In his prayer of Consecration, the Pope implored the Blessed Mother to bring peace and said, “Now with shame we cry out: Forgive us, Lord!”
In her message that day, Mary said, “I am listening to your cry and prayers for peace.”
In the Consecration prayer, Pope Francis mentioned “the mystery of iniquity that is evil and war.”
In her message at Medjugorje that same day, Mary said, “For years, Satan has been fighting for war.”
The Pope, in his prayer, said the Consecration was coming “at this dark hour.”
At Medjugorje, Mary had once said the world was covered with darkness and that the current moment was “the hour of the power of darkness.”
The Consecration prayer implored Mary under several titles, including “Queen of Peace” — the title by which she goes at Medjugorje. Just as the Pope named the sinfulness of mankind as leading to the war, Mary said she was inviting humanity “to be good on earth and overcome the crisis you fell into because you did not listen to God.”
(There was also a link to another supernatural devotion, “Our Lady, Undoer of Knots,” when, calling out to Mary, the Pontiff said, “you are able to untie the knots of our hearts and of our times.”)

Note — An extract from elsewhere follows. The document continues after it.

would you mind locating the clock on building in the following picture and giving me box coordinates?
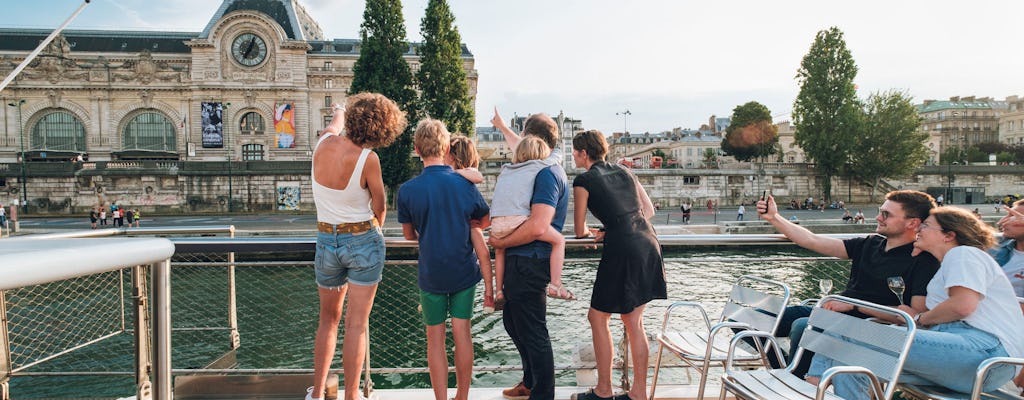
[230,33,268,67]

Was there a tie between the Consecration and the secrets at Medjugorje?
The Pope mentioned “the menace of nuclear weapons.”

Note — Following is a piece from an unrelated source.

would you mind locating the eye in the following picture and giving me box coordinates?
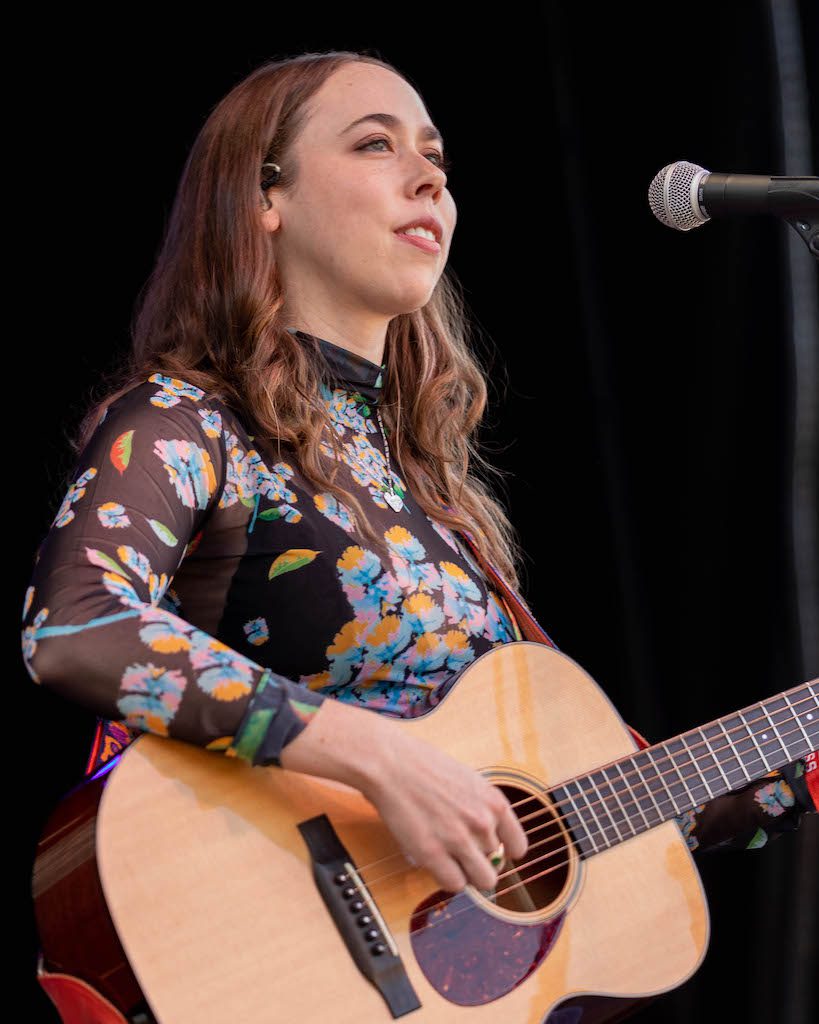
[358,137,453,174]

In an interview after the Medjugorje message, Marija Pavlovic-Lunetti, the seer who receives it, when asked by a priest named Father Livio Fanzaga who interviewed her if she thought “there is a danger of a nuclear world war” (or whether it was “just the devil’s way of frightening”), replied, “Er, I don’t want to go into the secrets.”
One might add that the Medjugorje message directly cited a war — the Russian-Ukrainian one — as did a secret at Fatima, which mentioned World War One and World War Two by name. That the Consecration took place during pandemic and military confrontation brought to mind how Fatima occurred after the First World War and just before a historic pandemic of influenza.
What does it mean — as the message said (read it in entirety here, and the Consecration prayer here) — that “humanity is at a crossroads”?
This is the question of the hour.
A crossroads is an endpoint, a final decision, choosing one way or the other, in this case between worldliness and the darkness of Satan and the Light of Jesus and God. Events seem to be concatenating in a way that draws ever closer to secrets.
Yet Marija also said, “Did you see me upset Father Livio?” and when the questioner (from Radio Maria) replied, “no,” continued:
“We believe as Our Lady says: ‘I listen to your cry and your prayers.’ And as she herself has told us a thousand times: ‘God has allowed me to be among you to help you.’ I am convinced that this is exactly how it has been in these forty years of her presence. Humanity is at a crossroads and as Our Lady said in various messages, Satan is free from his shackles in this new millennium. We know that evil also exists through our selfishness and our arrogance.
“Often, we too do evil things because we do not have that sensitivity and that love of God that is within us, but we live with the humanity of a rebellious man without following the commandments. Precisely for this reason, she is here, with her sweetness and constancy, for forty years among us, to tell us that God is with us, and we must not be afraid.”